Tarr was referring to the company’s self-described “combination” with former rival satellite image provider GeoEye Inc. GeoEye (Nasdaq: GEOY) is based in Herndon, Virginia, and retains its name and executive team. DigitalGlobe shareholders control 64 percent of the combined company in a deal worth about $900 million.
It’s uncertain how required federal budget cuts slated to go into effect on Friday, March 1, could affect DigitalGlobe, Tarr said in the earnings call. But its key government EnhancedView contract is “mission critical” to U.S. defense forces, Tarr said. In addition, the company made cuts to the EnhancedView program going into 2013, Tarr said. The contract makes up 35 percent of company revenue, he said. In all, government contracts make up 50 percent of company revenue, Tarr said.
“We feel really good about it, and we feel great about the capacity and the value of that capacity that we are delivering to our U.S. government customer,” Tarr said.
At the same time, company revenue from private sources is growing, Tarr said, adding that the GeoEye combination has made DigitalGlobe more diversified because its focus is now less capital intensive on the geospatial information business.

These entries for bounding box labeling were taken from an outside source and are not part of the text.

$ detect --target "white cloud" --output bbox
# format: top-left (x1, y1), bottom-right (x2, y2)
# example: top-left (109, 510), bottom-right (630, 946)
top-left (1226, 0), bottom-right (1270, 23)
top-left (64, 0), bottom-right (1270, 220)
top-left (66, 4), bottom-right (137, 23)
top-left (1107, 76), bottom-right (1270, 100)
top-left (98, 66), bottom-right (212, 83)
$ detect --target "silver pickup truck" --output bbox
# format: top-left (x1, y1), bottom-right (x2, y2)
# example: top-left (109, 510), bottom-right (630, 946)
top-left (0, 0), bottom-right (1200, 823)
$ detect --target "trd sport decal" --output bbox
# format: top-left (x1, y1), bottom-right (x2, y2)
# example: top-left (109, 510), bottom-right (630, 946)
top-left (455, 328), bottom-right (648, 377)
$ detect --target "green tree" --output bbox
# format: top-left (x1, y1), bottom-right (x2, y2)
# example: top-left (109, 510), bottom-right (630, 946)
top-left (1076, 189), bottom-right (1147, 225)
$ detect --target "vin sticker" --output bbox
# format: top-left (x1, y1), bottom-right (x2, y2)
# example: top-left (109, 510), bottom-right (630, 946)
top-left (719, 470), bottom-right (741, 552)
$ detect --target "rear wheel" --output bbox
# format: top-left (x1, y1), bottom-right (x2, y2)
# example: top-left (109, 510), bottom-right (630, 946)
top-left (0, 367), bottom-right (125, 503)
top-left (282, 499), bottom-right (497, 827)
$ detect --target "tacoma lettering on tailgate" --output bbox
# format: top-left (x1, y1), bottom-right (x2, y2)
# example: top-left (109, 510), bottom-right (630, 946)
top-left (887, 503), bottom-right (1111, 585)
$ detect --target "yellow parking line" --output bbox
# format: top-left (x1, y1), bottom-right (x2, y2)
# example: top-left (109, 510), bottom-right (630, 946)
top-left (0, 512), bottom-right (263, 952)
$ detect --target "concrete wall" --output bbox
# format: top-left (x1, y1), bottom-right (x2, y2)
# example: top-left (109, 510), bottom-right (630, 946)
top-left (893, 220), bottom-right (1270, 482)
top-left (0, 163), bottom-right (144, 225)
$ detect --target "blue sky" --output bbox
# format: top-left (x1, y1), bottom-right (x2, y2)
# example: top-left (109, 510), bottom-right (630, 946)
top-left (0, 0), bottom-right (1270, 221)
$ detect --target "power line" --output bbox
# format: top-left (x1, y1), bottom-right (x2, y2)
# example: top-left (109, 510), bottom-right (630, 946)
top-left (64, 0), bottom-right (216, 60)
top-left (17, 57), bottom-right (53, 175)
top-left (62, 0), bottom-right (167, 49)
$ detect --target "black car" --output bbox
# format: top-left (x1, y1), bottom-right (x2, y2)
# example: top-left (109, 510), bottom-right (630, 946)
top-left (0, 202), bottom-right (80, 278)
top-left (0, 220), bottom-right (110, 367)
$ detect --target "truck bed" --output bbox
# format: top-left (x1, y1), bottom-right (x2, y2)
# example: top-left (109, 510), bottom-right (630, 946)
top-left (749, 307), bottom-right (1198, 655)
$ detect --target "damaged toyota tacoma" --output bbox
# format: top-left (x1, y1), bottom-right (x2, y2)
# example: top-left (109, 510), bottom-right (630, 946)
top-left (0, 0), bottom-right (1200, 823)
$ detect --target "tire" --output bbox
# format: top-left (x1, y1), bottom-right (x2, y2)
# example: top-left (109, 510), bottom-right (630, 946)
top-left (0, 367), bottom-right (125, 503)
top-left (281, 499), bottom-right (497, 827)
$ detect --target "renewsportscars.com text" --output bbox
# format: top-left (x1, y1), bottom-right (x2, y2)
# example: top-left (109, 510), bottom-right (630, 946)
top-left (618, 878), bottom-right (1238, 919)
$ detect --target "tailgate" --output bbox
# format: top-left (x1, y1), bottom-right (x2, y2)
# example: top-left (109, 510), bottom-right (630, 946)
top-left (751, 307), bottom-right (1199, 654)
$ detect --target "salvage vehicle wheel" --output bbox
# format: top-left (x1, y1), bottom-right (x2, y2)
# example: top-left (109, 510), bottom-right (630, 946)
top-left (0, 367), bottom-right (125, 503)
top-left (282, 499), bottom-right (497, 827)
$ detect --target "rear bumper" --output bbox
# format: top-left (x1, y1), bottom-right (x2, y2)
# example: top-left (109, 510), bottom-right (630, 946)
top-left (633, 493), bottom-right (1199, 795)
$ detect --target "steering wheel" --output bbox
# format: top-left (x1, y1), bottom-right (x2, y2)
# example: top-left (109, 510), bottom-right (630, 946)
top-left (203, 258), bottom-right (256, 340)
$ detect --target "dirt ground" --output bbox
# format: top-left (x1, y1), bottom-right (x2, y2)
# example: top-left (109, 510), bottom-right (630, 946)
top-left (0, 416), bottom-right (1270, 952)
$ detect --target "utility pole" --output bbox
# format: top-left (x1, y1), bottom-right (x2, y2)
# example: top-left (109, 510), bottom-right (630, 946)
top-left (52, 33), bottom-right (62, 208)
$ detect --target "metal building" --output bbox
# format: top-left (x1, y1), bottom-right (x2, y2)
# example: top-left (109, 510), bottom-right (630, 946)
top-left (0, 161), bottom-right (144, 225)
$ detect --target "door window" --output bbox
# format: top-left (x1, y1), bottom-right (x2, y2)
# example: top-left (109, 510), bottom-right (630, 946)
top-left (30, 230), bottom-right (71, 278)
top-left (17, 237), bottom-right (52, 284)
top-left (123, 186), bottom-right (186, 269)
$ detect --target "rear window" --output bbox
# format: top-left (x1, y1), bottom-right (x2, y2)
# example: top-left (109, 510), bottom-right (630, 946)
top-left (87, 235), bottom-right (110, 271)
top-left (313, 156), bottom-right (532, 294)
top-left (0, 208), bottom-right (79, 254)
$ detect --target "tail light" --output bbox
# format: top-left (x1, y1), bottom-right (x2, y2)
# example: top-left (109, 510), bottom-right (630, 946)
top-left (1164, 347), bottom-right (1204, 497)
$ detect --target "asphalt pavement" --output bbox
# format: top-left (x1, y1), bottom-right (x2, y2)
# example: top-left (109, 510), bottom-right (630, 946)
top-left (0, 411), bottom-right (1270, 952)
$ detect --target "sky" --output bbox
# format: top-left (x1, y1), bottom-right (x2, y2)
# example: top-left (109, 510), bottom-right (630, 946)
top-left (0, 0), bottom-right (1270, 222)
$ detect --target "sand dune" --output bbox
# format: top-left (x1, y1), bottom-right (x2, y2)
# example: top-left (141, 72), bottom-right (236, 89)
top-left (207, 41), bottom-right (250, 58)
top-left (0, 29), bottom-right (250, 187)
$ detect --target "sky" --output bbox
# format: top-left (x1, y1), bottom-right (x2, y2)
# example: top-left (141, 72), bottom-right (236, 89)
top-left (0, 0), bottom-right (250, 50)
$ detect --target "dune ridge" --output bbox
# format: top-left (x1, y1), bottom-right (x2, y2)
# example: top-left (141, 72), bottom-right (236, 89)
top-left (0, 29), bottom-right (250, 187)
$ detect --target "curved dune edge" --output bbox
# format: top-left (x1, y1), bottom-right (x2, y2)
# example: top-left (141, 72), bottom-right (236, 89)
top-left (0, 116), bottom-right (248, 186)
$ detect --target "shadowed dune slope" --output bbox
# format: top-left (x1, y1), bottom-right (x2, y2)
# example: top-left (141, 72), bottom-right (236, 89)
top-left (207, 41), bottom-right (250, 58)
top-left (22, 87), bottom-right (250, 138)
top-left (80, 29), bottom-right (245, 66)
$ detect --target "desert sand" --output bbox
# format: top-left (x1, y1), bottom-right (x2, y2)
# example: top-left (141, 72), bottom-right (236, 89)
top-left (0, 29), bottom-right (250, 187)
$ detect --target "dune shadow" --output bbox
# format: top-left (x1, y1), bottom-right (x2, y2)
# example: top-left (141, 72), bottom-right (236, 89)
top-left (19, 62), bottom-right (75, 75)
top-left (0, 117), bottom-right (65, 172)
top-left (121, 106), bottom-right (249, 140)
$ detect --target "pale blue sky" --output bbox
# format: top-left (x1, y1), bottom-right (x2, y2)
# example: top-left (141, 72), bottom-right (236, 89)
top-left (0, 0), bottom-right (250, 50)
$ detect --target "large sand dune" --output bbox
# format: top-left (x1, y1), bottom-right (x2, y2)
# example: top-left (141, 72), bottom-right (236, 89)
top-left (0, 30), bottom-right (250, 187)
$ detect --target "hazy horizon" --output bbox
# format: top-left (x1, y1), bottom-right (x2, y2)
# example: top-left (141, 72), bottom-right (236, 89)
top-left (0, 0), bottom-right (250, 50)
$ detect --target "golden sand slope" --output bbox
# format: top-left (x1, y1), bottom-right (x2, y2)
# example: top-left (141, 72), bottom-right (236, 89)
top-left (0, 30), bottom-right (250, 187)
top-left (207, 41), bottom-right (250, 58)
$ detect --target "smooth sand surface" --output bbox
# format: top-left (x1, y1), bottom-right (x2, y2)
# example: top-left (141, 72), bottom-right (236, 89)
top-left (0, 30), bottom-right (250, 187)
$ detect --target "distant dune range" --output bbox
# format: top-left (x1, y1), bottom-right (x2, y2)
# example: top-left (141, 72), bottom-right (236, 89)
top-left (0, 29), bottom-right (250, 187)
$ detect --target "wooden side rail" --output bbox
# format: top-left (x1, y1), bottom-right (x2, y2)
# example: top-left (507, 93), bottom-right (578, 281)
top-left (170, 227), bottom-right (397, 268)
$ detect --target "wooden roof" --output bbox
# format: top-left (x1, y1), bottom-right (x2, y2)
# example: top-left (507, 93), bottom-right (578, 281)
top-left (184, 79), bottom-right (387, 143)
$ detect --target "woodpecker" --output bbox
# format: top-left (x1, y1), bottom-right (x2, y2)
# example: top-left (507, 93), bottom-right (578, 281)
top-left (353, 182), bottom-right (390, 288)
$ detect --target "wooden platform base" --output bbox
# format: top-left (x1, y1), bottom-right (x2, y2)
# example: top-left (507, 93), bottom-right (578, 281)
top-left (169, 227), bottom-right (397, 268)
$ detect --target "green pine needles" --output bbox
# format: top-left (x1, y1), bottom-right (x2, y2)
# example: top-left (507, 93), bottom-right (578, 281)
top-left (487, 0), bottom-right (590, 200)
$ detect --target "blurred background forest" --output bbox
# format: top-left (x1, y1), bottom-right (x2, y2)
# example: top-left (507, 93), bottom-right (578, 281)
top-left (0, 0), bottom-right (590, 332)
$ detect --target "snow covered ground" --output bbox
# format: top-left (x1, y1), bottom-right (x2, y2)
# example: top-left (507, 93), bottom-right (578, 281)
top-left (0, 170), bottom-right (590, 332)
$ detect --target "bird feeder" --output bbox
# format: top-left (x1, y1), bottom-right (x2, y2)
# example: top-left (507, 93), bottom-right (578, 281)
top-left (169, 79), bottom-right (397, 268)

The company expects to report revenue in the range of $635 million to $660 million for 2013, according to the earnings report. The estimate includes the revenue contribution from GeoEye that started on Feb. 1.
DigitalGlobe expects to spend $230 million on capital expenditures this year, according to the report. Expenditures include the work to complete the new GeoEye-2 satellite but not launch it, the company said; continued work on the newWorldView-3 satellite; and maintenance.